NSC officials to FADC: Not sure which cabinet will deal with incitement


Two officials from the National Security Council, Rani Peled and Amit Aviram, told the Knesset Foreign Affairs Defense Committee (FADC) on Monday that the cabinet was not holding any hearings regarding problems of incitement, and that if it did, it was not clear which cabinet would do so.

The unprecedented answer from the NSC officials reflected the unique political moment currently facing the country, when there is an expectation that a new government is about to take over, but it is not final, and the professional level of the government is unclear on who is giving them orders.

This response came after a question from FADC Chairwoman Orna Barbivai about whether the cabinet was holding hearings on the issue and giving directives to government agencies about handling it.

Barbivai said she had insisted on holding the hearing publicly because the incitement was public, but that Argaman had only been willing to participate in a closed door hearing.

Argaman’s warnings were interpreted as mainly directed to a mix of statements made by Prime Minister Benjamin Netanyahu, or his supporters, against members of the new expected government.

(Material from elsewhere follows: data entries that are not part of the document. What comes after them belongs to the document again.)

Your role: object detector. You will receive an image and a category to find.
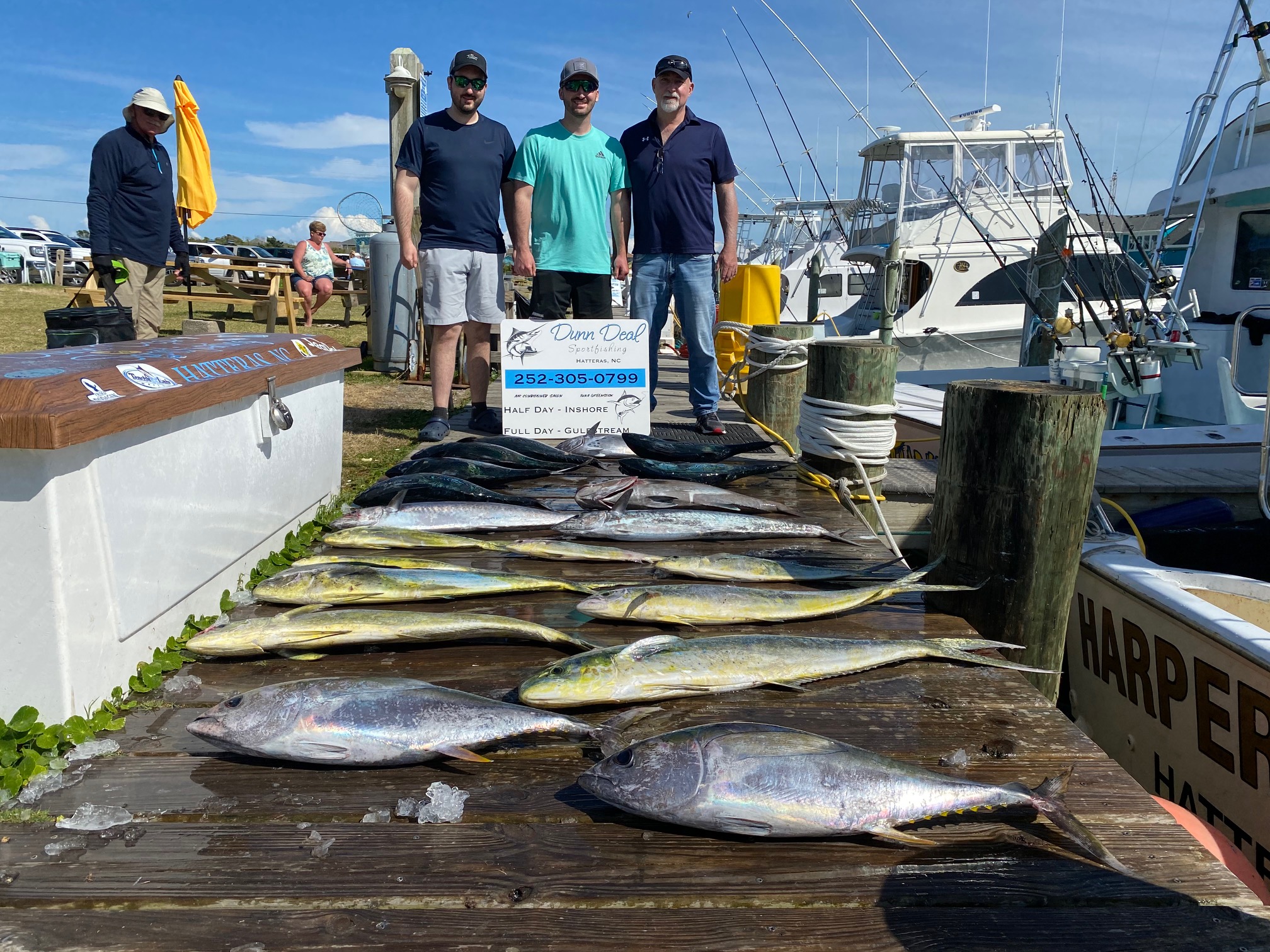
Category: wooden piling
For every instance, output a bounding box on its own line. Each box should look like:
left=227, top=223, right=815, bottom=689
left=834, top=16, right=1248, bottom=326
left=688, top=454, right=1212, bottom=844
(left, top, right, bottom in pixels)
left=927, top=381, right=1106, bottom=701
left=743, top=324, right=813, bottom=453
left=803, top=337, right=899, bottom=479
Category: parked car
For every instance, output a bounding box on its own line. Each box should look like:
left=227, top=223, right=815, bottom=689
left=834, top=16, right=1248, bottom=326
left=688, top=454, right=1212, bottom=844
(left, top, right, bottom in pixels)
left=10, top=229, right=86, bottom=285
left=189, top=241, right=234, bottom=278
left=0, top=227, right=54, bottom=285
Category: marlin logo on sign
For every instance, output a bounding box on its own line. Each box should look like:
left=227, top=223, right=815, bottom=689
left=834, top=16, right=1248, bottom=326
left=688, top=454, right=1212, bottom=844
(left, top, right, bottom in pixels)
left=505, top=327, right=542, bottom=366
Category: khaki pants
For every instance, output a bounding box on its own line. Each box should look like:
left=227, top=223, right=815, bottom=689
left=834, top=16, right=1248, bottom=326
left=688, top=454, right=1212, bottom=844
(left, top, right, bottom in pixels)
left=114, top=258, right=166, bottom=340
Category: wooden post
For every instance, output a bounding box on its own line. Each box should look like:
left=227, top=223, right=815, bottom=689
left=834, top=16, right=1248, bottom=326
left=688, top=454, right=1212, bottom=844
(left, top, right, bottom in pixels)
left=741, top=324, right=813, bottom=453
left=803, top=337, right=899, bottom=479
left=929, top=380, right=1106, bottom=701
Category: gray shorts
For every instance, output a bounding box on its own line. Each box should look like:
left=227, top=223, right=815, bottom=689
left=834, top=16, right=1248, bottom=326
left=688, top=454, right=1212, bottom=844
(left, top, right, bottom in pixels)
left=419, top=247, right=504, bottom=326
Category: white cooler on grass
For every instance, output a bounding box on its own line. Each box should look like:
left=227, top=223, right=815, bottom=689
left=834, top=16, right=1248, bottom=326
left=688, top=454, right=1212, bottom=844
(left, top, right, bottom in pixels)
left=0, top=334, right=362, bottom=723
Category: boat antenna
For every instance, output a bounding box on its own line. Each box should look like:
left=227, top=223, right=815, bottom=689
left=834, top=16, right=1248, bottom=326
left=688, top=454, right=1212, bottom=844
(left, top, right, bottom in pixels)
left=849, top=0, right=1022, bottom=233
left=752, top=0, right=879, bottom=139
left=731, top=6, right=847, bottom=240
left=1051, top=0, right=1067, bottom=126
left=983, top=0, right=990, bottom=105
left=723, top=30, right=819, bottom=247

Earlier, Barbivai framed the complexity of the challenge of tacking political incitement in light of the need to maintain free speech for leading officials.   

Some incitement “is connected to the political sector…how do we deal with incitement when it is connected to politics?”

Still she said that when the chief of the Shin Bet is worried by trends on social media “both in quantity and in severity,” the political class and the FADC must take notice.

Deputy State Attorney for Special Matters Shlomi Abramson reported that no probe had yet been opened for any of the recent political incitement.

He said that the prosecution is generally waiting for the police to bring cases to them.

Abramson did report that five incitement indictments were filed regarding Jewish-Arab ethnic strife related to the May 10-21 Gaza War for social media posts, including against three Arabs and two Jews.

Senior police investigations commander Dudu Boani said that social media trends are being followed and analyzed from a legal perspective to see if they fit the category for opening a criminal probe.

He described there still being challenges in tracing and handling such issues, as opposed to how much easier it is to locate, arrest and prosecute persons who commit crimes in the physical world.